Darrell didn’t want to understand that it was inappropriate for a woman from his department to call his house and hang up
whenever Yvonne answered the phone. He didn’t get it when Yvonne told him that Bettina was rude and nasty whenever she came
to the house, and that perhaps he needed to get her straight.

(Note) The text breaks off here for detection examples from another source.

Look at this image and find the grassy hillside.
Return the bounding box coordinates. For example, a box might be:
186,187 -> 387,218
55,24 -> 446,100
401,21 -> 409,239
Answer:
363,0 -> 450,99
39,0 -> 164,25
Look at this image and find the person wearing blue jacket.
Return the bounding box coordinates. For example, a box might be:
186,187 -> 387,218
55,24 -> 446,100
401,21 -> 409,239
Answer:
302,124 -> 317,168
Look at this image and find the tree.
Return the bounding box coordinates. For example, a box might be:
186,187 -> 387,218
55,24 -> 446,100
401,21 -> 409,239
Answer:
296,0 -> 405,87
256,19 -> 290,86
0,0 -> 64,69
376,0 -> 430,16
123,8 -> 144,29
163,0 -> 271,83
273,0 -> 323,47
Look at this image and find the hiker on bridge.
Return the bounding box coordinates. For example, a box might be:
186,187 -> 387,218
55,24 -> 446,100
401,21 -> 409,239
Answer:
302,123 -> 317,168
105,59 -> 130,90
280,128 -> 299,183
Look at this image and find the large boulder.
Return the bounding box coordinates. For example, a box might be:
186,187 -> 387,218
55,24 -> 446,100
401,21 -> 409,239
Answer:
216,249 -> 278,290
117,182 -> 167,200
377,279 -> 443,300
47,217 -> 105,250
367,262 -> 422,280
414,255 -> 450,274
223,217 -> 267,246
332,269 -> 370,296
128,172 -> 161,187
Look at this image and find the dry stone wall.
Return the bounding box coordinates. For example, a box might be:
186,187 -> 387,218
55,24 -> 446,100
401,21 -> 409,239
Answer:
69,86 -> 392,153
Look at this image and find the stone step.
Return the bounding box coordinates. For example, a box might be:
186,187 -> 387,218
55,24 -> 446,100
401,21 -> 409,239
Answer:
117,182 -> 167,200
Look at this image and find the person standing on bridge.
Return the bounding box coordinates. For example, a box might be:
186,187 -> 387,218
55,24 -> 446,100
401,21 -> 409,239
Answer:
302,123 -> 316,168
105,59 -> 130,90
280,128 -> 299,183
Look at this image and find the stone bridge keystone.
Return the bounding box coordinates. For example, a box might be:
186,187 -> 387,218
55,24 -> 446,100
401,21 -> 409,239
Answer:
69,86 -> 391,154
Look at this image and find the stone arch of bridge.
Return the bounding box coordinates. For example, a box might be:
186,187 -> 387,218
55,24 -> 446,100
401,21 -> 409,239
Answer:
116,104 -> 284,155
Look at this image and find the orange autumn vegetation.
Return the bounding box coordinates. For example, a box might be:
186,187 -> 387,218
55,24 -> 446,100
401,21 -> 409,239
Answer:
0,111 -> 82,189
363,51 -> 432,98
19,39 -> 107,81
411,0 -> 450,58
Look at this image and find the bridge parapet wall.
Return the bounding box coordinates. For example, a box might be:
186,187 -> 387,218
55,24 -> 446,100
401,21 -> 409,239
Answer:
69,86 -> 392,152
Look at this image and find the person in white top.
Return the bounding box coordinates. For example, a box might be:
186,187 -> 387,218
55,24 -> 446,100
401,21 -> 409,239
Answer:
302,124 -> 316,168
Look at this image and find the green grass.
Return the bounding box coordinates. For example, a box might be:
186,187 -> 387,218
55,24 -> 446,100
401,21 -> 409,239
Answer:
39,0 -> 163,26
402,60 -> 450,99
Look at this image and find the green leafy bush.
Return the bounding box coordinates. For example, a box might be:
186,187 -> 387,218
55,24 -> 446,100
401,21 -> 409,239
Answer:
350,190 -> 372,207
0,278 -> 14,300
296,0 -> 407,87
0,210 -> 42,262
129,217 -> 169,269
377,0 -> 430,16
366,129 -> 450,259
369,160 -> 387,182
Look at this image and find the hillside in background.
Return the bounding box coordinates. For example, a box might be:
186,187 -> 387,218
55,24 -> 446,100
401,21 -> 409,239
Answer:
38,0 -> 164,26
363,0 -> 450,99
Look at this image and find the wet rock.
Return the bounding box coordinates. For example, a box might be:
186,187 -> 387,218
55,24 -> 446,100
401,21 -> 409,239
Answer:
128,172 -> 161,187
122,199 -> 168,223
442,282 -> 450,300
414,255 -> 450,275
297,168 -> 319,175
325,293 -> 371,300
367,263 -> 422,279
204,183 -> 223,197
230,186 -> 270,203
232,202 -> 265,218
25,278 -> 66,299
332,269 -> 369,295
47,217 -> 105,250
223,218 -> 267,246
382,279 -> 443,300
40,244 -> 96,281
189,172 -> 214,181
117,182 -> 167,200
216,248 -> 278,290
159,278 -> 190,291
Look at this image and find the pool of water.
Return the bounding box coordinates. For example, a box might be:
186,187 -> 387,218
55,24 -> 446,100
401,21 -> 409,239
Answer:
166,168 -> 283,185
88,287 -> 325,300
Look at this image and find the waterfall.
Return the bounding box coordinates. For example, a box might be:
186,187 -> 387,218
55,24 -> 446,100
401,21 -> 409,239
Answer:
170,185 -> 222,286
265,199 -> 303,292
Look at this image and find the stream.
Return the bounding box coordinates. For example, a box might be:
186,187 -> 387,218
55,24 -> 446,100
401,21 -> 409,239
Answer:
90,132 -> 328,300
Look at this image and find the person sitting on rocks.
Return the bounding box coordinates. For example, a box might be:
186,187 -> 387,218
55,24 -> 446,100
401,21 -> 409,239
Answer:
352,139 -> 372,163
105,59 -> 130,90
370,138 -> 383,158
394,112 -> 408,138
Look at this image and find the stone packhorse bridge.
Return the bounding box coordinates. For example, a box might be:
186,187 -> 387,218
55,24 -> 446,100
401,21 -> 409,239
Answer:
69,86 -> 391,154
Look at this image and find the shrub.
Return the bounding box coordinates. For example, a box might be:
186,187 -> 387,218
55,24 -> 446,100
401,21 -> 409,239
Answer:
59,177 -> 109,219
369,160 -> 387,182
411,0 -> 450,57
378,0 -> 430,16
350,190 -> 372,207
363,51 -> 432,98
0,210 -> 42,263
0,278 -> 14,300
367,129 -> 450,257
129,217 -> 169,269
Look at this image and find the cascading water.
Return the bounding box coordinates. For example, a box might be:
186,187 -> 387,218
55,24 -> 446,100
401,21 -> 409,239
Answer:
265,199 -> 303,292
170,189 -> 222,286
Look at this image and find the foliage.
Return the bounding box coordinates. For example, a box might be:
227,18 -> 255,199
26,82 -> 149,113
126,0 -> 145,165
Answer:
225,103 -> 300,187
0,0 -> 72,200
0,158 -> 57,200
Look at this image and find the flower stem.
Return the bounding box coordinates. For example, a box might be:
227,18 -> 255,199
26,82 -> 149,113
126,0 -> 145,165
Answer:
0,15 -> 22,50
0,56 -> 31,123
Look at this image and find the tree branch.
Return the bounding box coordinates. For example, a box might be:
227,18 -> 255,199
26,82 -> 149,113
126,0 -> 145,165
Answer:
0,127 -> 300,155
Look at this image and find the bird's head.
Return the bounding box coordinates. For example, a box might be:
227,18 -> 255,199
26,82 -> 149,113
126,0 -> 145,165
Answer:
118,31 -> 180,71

Yvonne had tried and tried to explain, petition, and help Darrell understand the problem—but always to no avail. It was as
if she had been speaking a remote foreign language. But once Yvonne rededicated her life to the Lord, went back to her home
church—Fayetteville Street Gospel United Church—and dived headfirst into the Word of God, she told Trina that the Lord blessed
her with an answer to that problem.

It had been on one of those hard nights, the ones when the reality of being divorced got to you. Yvonne was on her knees doing
a bang-up job with the divorce thing—crying uncontrollably, hollering, flinging snot, hanging all on the bedpost, calling
out, “Whyyyyyy, God, whyyyyyy” in that raspy, gravelly, annoying pity-party, crying voice. She was on a roll with that thing
and threw in some real good, desperate, and pitiful-sounding “Why me,” “What’s wrong with me, Jesus,” “Why You let this happen,
Lawwwwddd, You da’ Alpha and da Omega,” “Why come he gets to have all the fun, Lawd,” “Jesus, what is taking You so long”
and “Why, Lawd, why.”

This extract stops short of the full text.